Chi è morto nell’attentato si trovava per caso ad un ristorante, chi si era recato a teatro per quel concerto tanto atteso e chi invece è morto, ma non era nella folla. Stiamo parlando di Stéphane Hache, l’uomo di 52 anni, raggiunto da una pallottola vagante mentre era nel suo monolocale vicino al teatro Bataclan, uno dei luoghi che quel maledetto venerdì 13 novembre si è tinto del sangue di tante persone.

Stéphane è morto da solo in quella piccola casa che aveva occupato da sole due settimane in attesa di trovare una nuova sistemazione. Il 52enne ha sicuramente udito gli spari, le urla di tante persone spaventate e forse, terrorizzato lo era anche lui. E’ morto per una tragica fatalità, era in casa ma quelle mura non sono servite per proteggerlo perchè un solo proiettile vagante è riuscito ad ucciderlo. Un triste destino che lo accomuna a quello delle altre 130 vittime della furia jihadista che ha portato via per sempre persone innocenti.

“Sappiamo solo che il proiettile lo ha preso vicino al cuore. Almeno non ha sofferto”, ha raccontato un amico di Stéphane.
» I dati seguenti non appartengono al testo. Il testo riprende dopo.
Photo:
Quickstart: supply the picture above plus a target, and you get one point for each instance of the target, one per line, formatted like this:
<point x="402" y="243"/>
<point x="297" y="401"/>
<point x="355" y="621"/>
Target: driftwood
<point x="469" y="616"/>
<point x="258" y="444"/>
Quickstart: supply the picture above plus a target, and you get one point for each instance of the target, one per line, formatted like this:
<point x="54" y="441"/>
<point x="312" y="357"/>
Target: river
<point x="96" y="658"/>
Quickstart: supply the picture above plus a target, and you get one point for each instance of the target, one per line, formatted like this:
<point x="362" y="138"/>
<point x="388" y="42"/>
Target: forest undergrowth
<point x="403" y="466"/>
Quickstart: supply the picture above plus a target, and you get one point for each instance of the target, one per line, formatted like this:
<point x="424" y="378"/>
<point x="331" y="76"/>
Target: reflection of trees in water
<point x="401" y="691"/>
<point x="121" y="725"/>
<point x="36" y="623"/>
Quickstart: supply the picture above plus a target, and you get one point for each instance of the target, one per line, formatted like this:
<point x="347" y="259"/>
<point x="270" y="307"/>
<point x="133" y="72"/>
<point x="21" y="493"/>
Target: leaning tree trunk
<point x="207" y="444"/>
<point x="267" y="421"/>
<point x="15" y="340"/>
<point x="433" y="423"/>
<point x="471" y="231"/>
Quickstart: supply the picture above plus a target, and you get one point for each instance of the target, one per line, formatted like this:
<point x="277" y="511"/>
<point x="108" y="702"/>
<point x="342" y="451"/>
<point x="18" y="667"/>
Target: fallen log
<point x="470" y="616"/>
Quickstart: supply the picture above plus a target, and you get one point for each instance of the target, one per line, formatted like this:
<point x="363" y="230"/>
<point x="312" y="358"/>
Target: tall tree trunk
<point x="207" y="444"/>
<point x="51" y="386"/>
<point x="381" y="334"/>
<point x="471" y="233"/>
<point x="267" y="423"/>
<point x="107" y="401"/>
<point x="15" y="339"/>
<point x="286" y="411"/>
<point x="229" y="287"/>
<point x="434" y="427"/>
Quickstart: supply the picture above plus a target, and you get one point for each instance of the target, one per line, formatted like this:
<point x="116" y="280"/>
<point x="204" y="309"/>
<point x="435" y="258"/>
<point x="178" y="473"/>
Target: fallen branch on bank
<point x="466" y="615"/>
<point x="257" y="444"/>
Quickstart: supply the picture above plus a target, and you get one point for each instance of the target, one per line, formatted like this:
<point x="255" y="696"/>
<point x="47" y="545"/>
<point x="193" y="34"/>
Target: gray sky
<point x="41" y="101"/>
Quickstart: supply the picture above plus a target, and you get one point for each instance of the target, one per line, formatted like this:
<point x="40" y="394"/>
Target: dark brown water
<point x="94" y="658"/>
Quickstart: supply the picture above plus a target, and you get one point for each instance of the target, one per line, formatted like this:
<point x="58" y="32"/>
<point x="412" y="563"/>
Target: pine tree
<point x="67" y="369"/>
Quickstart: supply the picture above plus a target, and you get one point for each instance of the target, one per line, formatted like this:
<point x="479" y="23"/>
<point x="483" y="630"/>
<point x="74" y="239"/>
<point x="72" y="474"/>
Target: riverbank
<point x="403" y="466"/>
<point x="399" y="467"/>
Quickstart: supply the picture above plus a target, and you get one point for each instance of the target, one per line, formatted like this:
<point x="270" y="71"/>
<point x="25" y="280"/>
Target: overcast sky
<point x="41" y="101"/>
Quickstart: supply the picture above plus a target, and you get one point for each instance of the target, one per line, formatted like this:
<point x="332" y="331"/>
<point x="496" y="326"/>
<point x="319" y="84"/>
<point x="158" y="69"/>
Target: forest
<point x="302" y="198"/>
A trovare il suo corpo senza vita sono stati i pompieri allerati dai compagni che non riuscivano a ricevere sue notizie.

Come si legge su Unita.tv, un ex collega ha dichiarato a L’Express: “Era un uomo meraviglioso, la sua morte ha sconvolto tutti i colleghi, è stato un piacere lavorare con lui. Era molto professionale, lascia un vuoto dietro di sé, mancherà molto a noi e anche ai clienti. Un uomo affascinante, con una gran classe”.